1Laboratorio de Desarrollo y Regeneración Neural, Instituto de Neurobiología, Departamento de Biología Celular y Molecular, CUCBA, Universidad de Guadalajara, Camino Ing. R. Padilla Sánchez 2100, Las Agujas, 44600 Zapopan, JAL, Mexico
2Departamento de Farmacobiología, CUCEI, Universidad de Guadalajara, Boulevard Marcelino García Barragán, No. 1421, Esquina Calzada Olímpica, 44430 Guadalajara, JAL, Mexico
3Unidad de Farmacología, Departamento de Farmacología y Química Terapéutica, Facultad de Farmacia, Institut de Biomedicina de la UB (IBUB) and CIBER de Diabetes y Enfermedades Metabólicas Asociadas (CIBERDEM)-Instituto de Salud Carlos III, 08028 Barcelona, Spain

Received 10 September 2013; Revised 3 November 2013; Accepted 9 November 2013

Academic Editor: Giuseppe Valacchi

Copyright © 2013 Saray Quintero-Fabián et al. This is an open access article distributed under the Creative Commons Attribution License, which permits unrestricted use, distribution, and reproduction in any medium, provided the original work is properly cited.

Abstract

Garlic (Allium sativum L.) has been used to alleviate a variety of health problems due to its high content of organosulfur compounds and antioxidant activity.
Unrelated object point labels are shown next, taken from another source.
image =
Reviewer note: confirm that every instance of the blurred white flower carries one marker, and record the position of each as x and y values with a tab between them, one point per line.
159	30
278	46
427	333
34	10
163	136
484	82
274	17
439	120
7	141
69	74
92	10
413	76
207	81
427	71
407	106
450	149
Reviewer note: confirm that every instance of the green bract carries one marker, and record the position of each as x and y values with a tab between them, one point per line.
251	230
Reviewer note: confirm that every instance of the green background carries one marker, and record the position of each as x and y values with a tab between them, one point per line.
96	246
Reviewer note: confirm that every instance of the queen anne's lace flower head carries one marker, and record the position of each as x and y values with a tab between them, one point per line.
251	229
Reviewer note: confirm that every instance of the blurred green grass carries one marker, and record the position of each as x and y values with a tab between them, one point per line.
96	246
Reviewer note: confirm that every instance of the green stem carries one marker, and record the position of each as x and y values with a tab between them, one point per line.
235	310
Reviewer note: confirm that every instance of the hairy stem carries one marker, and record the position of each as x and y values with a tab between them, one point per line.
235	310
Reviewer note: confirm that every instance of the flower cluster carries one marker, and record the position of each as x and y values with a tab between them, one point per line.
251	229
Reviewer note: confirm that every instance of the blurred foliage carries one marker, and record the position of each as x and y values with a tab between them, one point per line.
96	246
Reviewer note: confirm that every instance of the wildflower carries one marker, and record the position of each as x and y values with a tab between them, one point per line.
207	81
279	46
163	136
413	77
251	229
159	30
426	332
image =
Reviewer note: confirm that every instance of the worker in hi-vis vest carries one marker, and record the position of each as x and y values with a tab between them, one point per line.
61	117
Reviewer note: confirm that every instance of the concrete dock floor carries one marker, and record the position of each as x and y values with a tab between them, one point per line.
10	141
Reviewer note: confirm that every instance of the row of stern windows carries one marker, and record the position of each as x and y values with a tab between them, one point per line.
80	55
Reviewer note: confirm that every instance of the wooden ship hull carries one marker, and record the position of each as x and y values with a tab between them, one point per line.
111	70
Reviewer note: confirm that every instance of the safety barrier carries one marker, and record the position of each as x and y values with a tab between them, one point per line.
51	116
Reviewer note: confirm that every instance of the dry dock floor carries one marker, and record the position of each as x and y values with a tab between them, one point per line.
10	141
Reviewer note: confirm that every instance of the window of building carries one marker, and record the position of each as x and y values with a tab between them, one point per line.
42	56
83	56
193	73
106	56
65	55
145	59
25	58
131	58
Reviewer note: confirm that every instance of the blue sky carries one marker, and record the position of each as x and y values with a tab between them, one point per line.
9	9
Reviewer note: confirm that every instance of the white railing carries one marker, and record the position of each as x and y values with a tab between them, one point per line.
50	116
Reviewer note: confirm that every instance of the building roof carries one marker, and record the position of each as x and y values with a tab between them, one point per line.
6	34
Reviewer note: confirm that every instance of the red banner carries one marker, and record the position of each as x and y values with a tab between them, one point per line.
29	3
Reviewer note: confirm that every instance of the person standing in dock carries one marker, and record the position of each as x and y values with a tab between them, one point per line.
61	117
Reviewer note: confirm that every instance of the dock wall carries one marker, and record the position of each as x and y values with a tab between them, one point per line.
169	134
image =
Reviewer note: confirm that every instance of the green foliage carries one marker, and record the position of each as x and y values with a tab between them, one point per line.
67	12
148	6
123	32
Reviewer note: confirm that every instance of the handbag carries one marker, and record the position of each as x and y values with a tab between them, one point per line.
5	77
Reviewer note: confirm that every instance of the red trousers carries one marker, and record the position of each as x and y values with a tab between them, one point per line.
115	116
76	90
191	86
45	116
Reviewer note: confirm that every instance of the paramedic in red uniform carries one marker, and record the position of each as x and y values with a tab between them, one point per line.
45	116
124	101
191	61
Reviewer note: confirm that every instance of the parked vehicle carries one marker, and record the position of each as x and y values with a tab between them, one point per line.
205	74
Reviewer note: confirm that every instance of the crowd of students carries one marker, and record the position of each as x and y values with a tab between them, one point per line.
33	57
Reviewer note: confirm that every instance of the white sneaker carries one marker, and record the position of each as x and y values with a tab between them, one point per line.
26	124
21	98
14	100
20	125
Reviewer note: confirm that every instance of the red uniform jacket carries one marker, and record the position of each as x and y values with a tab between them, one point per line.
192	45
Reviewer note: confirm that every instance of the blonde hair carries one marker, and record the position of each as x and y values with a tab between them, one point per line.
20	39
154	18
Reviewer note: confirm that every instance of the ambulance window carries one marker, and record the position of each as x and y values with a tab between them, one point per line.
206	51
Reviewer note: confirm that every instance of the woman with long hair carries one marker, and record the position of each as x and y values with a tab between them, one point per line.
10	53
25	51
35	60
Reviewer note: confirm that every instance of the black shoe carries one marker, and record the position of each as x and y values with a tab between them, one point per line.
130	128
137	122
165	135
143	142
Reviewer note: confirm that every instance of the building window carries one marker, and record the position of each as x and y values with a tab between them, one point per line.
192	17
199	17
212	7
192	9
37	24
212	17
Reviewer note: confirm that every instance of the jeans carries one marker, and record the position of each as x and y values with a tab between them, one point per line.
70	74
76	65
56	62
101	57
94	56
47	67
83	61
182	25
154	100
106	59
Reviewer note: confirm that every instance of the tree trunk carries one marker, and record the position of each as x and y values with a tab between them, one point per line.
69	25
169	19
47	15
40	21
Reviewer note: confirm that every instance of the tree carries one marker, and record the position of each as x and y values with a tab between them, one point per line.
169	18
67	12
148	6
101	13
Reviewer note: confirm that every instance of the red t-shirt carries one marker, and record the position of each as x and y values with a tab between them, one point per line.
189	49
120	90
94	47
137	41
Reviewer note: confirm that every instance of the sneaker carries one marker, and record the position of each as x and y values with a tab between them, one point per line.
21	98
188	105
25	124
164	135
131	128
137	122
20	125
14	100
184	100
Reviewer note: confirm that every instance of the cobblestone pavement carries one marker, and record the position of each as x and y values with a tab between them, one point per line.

The main active component is alliin (S-allyl cysteine sulfoxide), a potent antioxidant with cardioprotective and neuroprotective actions. In addition, it helps to decrease serum levels of glucose, insulin, triglycerides, and uric acid, as well as insulin resistance, and reduces cytokine levels. However its potential anti-inflammatory effect is unknown. We examined the effects of alliin in lipopolysaccharide- (LPS-) stimulated 3T3-L1 adipocytes by RT-PCR, Western blot, and microarrays analysis of 22,000 genes. Incubation of cells for 24 h with 100 μmol/L alliin prevented the increase in the expression of proinflammatory genes, IL-6, MCP-1, and Egr-1 in 3T3-L1 adipocytes exposed to 100 ng/mL LPS for 1 h. Interestingly, the phosphorylation of ERK1/2, which is involved in LPS-induced inflammation in adipocytes, was decreased following alliin treatment. Furthermore, the gene expression profile by microarrays evidentiate an upregulation of genes involved in immune response and downregulation of genes related with cancer. The present results have shown that alliin is able to suppress the LPS inflammatory signals by generating an anti-inflammatory gene expression profile and by modifying adipocyte metabolic profile.